Like life itself, she brought it all, good and bad, joy and pain, love and hate, courage and fear, wisdom and ignorance, tragedy and triumph and on no certain terms, which brings me to this. Happy Mother’s Day to all the mothers of the world; not just the June Cleavers and Claire Huxtables, but the mothers who struggle with addiction, mental illness and other difficult issues.
I do not understand this world, but I do understand that saying something should not have been being tantamount to saying, I know better than God. Most times, I do not understand what God is doing, or why She is doing it, but if nothing else, I do know, that none us know better than God. I also know, in a world that consistently batters women, the hand that rocks the cradle sometimes trembles with fear, sometimes is a clenched fist, and sometimes just cannot rock the cradle at all.
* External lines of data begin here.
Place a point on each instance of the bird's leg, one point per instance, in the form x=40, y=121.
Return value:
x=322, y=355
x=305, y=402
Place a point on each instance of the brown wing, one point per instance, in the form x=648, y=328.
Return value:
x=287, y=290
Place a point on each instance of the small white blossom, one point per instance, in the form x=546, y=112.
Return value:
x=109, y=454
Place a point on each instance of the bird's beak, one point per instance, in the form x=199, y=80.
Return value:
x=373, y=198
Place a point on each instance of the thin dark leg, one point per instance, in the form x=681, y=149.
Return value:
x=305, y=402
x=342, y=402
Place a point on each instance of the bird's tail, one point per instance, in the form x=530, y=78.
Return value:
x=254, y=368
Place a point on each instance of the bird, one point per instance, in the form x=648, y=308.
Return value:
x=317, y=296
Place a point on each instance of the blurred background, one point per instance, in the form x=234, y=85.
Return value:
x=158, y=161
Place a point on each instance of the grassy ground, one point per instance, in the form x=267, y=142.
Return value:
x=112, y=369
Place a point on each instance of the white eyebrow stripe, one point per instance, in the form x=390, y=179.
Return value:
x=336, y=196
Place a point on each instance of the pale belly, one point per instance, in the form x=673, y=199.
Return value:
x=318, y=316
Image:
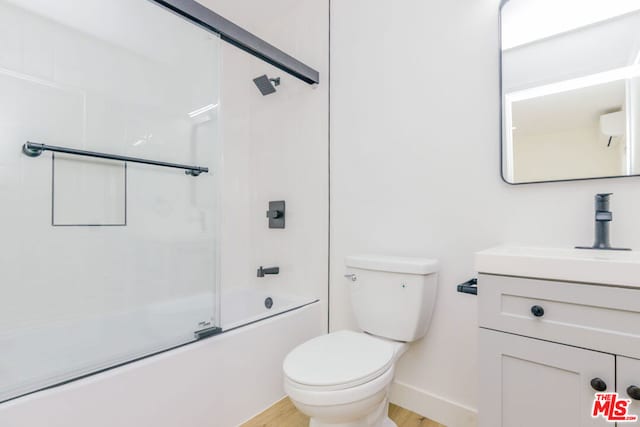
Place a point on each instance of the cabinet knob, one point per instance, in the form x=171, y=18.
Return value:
x=537, y=311
x=633, y=392
x=598, y=384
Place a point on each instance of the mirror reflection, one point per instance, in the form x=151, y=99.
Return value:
x=570, y=89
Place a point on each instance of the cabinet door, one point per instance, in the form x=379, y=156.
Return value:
x=628, y=376
x=525, y=382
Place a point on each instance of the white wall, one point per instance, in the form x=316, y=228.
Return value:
x=567, y=154
x=415, y=171
x=276, y=148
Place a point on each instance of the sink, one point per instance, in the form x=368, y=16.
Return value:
x=618, y=268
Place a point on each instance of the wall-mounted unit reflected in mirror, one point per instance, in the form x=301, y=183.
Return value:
x=570, y=89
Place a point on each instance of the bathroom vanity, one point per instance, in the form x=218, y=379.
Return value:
x=556, y=327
Personally, my mother suffered a series of brutalizing life events. At times, she passed that brutality on to me. However, to allow that to prevent me from loving her with all my heart would have been allowing the men who raped her when she was 12-years old, to rape me as well, for my entire life. After they took so much of my mother from me, why would I willingly give them my mind, by hating her, or hating them? Hate is never useful, whereas love always is. You cannot remove darkness by adding more darkness. You can only remove darkness by adding light. Remain fabulous and phenomenal.